帝國已經研究出了三代機, 曾曼文的右眼皮狠狠地跳了一下,聯盟此刻應該還不知道,對手已經更新了新的加密方式。
那個發報員被曾曼文哄得暈頭轉向, 說起自己懂得領域他更是有說不完的話, 他像是很崇拜密碼機的發明者, 說了一籮筐好話。
聽說帝國發明密碼機的人也是一個傳奇, 她連大學都沒上過, 卻能領導一整個研究室,所有人都對她言聽計從。
“一開始那幫人說她叛國了,但是怎麽可能呢?”發報員笑了一聲:“她可是帝國的光。”
“哎你知道紅房子嗎?”發報員問。
“略有耳聞。”曾曼文答得很保守。
“就是那群人, 他們先是誣陷了一代機的發明者錢老師,後來又把錢老師繼任者打成叛國賊, 我看他們才是真正的叛國賊。”
發報員越說越激動, 簡直要擼起袖子和那群人幹一架,曾曼文拍拍他的背幫他順氣,發報員這才慢慢冷靜下來。
冷靜下來之後, 他就有點不好意思了, 撓了撓頭說:“萬幸帝國之光從暗殺當中活下來了,她憑一己之力扳倒了紅房子,她真的無所不能。”
發報員的眼神裏帶著崇拜。
“你知道帝國之光叫什麽名字嗎?”曾曼文問。
“那我就不知道了。

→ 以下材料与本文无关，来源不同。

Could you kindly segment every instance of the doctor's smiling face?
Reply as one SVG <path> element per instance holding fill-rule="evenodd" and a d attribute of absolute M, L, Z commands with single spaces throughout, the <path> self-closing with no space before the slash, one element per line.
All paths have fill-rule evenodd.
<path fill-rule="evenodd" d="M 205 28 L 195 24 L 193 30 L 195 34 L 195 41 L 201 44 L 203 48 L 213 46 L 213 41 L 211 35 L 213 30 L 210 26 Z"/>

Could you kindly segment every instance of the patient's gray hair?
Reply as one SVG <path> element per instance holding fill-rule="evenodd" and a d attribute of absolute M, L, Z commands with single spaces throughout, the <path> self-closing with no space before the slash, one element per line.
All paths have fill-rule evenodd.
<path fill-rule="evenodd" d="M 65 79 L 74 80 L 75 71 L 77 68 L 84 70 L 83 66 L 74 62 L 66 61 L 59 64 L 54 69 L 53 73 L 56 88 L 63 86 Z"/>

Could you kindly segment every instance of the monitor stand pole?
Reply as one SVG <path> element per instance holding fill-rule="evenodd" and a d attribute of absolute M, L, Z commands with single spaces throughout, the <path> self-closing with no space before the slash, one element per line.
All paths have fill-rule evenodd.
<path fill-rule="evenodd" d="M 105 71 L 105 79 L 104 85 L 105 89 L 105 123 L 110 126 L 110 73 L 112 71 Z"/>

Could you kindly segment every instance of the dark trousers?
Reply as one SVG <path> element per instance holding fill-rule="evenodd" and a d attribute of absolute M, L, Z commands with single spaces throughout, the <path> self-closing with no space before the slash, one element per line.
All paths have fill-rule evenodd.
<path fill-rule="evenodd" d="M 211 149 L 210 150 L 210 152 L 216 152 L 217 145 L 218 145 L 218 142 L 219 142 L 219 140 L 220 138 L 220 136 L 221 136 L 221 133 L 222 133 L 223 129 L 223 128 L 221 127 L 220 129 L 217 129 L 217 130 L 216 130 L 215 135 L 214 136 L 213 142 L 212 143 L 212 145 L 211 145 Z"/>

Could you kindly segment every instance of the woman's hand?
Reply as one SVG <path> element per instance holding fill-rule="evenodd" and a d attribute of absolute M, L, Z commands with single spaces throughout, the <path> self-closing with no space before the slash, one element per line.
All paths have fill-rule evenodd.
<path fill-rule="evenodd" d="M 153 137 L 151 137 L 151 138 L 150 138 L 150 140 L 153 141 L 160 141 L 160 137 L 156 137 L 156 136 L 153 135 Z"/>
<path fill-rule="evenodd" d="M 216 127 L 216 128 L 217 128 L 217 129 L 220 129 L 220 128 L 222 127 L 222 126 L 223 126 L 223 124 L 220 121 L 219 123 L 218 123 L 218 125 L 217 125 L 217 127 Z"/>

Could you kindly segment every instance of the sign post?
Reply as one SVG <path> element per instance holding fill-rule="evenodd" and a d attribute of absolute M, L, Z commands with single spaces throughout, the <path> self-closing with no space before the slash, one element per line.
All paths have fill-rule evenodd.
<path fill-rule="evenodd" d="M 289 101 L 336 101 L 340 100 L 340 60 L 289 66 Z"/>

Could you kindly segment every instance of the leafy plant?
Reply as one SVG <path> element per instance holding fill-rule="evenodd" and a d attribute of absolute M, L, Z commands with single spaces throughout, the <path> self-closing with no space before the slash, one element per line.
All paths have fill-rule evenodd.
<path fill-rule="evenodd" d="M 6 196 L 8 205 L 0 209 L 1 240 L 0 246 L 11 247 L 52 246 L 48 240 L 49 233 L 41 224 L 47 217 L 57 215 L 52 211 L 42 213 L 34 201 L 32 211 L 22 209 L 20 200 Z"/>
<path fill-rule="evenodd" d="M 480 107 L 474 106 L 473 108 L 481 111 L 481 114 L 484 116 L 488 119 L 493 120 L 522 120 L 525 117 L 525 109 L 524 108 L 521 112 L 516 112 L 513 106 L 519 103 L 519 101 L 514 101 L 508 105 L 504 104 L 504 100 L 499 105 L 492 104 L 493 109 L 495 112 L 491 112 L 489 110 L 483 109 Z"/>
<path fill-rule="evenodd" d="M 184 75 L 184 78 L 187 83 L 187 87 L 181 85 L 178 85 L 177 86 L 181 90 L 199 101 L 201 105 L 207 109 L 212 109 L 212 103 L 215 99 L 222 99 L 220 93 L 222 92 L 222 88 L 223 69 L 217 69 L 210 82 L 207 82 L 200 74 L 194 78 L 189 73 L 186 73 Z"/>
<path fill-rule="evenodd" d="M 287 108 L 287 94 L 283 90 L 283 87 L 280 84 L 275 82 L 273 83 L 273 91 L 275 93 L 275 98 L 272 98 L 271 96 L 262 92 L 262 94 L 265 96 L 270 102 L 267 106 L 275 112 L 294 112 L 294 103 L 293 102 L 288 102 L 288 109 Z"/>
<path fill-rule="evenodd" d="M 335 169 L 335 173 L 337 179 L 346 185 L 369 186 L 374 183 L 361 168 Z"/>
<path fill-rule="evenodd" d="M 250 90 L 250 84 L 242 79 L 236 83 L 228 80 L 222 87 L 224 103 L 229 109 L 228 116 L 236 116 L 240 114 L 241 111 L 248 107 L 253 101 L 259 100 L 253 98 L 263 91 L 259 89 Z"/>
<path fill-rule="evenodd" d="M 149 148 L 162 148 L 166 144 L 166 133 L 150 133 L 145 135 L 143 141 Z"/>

”
這個回答不出曾曼文的預料,她也不指望著能從一個小發報員的嘴裏套出密碼機發明人的名字, 但不知道為什麽曾曼文潛意識中總覺得這個名字對她特別重要。
她想要把話題往密碼機本體身上引, 但這個小發報員喝得醉醺醺的, 但腦子裏一直繃著一根弦,他和曾曼文侃天侃地,但有內容的話一句不說。
曾曼文把人丟在了原地,臉色很不好看。
傅笙之前拍完的戲份到此為止, 後麵的就是她如何在軍團裏麵左右逢源,如同刀尖上行走一般,在大決戰開始之前,偷到了對戰局起決定性作用的情報。